Alex went to the command deck, feeling cautiously pleased at this beginning. She might well turn out to be a nightmare, later on, wanting to know the ins and outs of everything from command policy to the operation of the laundry, but for right now, at least, she wasn’t being any bother. He was peripherally aware of her being shown around the ship, greeting people courteously as Rangi introduced them, and demonstrating calm competence in the negotiating of zero-gee ladderways. But he had, as always, plenty of other things to occupy him. One of
those things, today, was a request from Shion to be allowed to launch the fighters for an honour escort as Fleet Alpha departed the station.
‘You do that, don’t you?’ she queried, as Alex looked doubtful. ‘Flying displays, in honour of VIPs?’
‘Well, yes,’ Alex said. ‘Though our fighters aren’t actually operational yet, and that’s normally something that’s only done for ceremonial events. I could, I suppose, authorise it as a training flight, and we could make it an unofficial send-off.’ He looked at the hope on her face, and smiled. ‘No superhuman manoeuvres though, right?’
Shion made a cross-my-heart gesture, grinning delightedly.
‘Thanks, skipper!’
So, as the Fleet Alpha prepared to depart on schedule at 2100 that evening, the Heron launched their fighters. Shion, acting as wing commander, was piloting her favourite Firefly. Technically all three fighters were identical, but any pilot knew that individual craft all had their little quirks, a particular feel, and Shion said that Firefly was more joyful than the others. Jace Higgs was on her right wing, piloting Bluebottle, and Hali Burdon was on her left, in Wasp. Shion had said that the three of them had been practising a routine, in simulators, and had promised that the display would be a credit to them.

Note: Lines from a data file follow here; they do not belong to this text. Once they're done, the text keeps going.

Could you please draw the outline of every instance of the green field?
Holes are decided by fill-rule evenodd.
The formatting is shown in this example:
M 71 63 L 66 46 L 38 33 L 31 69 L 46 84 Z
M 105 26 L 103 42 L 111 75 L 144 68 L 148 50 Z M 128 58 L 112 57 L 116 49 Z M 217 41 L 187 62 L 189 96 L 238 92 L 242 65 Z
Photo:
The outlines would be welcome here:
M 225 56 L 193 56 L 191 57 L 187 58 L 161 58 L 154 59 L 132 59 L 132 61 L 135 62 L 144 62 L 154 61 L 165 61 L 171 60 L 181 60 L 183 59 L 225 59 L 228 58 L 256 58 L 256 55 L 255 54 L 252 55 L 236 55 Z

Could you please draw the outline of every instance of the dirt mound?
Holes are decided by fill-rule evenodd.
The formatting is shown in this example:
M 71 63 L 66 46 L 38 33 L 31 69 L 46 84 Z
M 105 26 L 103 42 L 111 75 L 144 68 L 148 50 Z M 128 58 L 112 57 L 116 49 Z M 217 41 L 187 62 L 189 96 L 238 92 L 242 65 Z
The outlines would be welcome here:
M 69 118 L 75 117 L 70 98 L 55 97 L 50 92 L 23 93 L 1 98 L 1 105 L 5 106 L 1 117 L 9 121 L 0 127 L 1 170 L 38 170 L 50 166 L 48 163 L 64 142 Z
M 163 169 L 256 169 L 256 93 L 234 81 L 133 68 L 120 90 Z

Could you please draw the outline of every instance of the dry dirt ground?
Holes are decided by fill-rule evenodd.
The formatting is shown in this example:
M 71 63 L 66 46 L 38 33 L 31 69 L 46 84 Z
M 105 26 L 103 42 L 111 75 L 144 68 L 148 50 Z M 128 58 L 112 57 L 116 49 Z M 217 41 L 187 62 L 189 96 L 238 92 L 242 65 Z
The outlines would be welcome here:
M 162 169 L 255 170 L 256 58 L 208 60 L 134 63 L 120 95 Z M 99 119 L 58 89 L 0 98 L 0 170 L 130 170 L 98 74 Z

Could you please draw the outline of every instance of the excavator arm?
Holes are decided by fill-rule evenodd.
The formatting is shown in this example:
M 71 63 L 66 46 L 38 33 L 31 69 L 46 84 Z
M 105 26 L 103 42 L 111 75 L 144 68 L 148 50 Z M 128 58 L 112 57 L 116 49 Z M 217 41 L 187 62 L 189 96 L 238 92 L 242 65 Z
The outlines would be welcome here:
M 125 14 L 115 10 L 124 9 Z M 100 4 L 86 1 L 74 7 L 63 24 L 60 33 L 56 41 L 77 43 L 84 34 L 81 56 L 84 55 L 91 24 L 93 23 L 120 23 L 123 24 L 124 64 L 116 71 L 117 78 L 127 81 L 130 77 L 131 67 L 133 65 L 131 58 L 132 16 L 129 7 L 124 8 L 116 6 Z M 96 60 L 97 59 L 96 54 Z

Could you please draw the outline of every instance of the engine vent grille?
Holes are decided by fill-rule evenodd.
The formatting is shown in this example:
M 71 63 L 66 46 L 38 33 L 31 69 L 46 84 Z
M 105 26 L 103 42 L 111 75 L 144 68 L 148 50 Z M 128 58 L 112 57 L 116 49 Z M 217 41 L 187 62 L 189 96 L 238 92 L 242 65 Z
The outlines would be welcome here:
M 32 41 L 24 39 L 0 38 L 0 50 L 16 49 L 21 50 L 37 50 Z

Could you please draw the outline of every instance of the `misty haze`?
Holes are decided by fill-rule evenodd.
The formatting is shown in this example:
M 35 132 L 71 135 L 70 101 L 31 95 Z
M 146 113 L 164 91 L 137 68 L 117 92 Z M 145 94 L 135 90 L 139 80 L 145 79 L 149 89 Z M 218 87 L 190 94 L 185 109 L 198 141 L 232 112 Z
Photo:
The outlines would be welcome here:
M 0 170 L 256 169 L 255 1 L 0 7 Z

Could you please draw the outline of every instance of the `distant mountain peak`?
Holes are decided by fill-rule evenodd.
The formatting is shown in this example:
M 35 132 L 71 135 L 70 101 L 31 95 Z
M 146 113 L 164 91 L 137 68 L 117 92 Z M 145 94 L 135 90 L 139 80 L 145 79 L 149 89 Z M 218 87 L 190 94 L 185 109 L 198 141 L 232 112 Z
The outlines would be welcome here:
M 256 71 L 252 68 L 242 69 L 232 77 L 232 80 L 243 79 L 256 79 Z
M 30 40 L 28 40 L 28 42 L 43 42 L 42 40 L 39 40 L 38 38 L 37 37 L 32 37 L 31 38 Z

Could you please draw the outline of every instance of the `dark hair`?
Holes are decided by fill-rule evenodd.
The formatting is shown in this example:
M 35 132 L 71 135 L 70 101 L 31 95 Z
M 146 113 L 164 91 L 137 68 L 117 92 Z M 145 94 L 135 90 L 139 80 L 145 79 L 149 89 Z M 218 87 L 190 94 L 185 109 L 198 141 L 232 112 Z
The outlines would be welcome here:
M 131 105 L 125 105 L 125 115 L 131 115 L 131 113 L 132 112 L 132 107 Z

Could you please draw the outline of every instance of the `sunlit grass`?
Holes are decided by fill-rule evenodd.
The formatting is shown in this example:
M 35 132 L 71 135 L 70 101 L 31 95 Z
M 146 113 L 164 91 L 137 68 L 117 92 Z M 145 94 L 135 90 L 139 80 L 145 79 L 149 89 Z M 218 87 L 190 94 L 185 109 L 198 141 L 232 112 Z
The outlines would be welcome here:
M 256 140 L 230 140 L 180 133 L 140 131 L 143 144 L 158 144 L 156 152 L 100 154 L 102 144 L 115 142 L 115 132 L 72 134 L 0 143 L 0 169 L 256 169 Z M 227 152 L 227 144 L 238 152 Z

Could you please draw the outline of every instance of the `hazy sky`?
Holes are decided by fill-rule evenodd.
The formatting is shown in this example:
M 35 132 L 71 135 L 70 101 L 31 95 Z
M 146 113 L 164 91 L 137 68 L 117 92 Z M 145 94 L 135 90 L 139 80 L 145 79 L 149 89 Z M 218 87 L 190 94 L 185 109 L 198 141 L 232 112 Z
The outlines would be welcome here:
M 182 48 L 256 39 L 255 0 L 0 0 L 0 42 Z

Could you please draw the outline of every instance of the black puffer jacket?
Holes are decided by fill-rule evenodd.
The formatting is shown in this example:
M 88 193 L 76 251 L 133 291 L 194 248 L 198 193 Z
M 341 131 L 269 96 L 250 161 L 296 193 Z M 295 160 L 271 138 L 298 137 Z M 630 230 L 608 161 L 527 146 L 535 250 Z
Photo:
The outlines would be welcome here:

It was all of that, and then some. The Fleet’s official fighter display team, based at Chartsey, might have had the edge in set-piece manoeuvres, but the Heron’s wing was every bit their equal in close-order stunts. Shion had obviously been watching footage of the official display team in putting together her own routine, but with her own particular spin on that. The fighters orbited the station again and again, switching to a new mode of flight every time they passed the presidential transport – spins, tumbles, wingtip manoeuvres, precision flying at its best.
The spacers certainly appreciated the show. They knew, after all, how difficult the swarm class fighters were to pilot, and it was obvious to anyone who knew anything about spacecraft that the Fourth was now flying theirs with the stabilisers off.